Herbert Smith Freehills’ (HSF) partners are set to green light an aligned remuneration system by the end of December, ending months of discussions over a combined structure.
Insiders have told The Lawyer that a final partner vote is due to take place “before Christmas” with the new structure – on track to be a hybrid of the two models – likely to kick in from early next year.
A number of draft proposals for the overhauled system have been put forward in recent months, though none have yet been agreed.
Sources say partners at legacy Freehills, which has a modified lockstep based on performance, have been reluctant to wed with legacy Herbert Smith’s rigid eight-year lockstep and are concerned a compromise between the two systems will lead to pay cuts for its top performers.
Legacy Herbert Smith partners voted on a full financial merger with Australia’s Freehills last June (21 June 2012), with the combined firm launching in October. Legacy Herbert Smith required 75 per cent approval from partners while Freehills required 85 per cent.

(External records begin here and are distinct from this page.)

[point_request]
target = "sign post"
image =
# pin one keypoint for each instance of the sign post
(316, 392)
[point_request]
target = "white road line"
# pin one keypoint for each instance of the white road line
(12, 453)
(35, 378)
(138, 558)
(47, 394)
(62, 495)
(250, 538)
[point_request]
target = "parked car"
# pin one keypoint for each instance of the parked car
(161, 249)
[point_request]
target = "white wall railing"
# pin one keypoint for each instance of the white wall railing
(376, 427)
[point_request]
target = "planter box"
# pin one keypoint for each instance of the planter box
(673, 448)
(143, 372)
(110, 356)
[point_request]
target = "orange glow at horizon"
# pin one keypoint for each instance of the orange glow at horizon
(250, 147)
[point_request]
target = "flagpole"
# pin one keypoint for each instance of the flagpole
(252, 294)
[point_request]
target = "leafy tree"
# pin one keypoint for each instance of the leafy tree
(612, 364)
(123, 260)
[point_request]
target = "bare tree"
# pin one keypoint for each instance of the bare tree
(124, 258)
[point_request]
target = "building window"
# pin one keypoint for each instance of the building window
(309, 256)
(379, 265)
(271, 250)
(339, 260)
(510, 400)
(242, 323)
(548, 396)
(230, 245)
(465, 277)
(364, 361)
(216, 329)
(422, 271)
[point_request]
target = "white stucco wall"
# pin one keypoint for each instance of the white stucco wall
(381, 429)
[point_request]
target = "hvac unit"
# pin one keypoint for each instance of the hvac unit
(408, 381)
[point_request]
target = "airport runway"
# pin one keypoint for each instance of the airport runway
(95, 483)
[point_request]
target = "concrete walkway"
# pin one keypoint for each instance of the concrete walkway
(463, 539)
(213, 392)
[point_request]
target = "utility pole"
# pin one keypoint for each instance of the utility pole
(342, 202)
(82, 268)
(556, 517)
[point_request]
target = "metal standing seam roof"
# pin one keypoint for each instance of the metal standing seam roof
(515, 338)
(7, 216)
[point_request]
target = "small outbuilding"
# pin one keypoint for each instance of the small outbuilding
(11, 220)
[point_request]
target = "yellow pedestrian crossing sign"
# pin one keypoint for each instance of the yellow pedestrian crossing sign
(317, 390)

A number of financial issues were discussed during HSF’s original £800m merger agreement. This included a cash call of £20m to all equity partners at legacy Herbert Smith, an effort to boost its capital structure as part of the firm’s planned financial integration with Freehills (13 May 2013). The combined firm also overhauled its financial team with the introduction of two new roles, global chief financial officer and financial director for UK, EMEA and Asia.
A spokesperson for HSF declined to comment.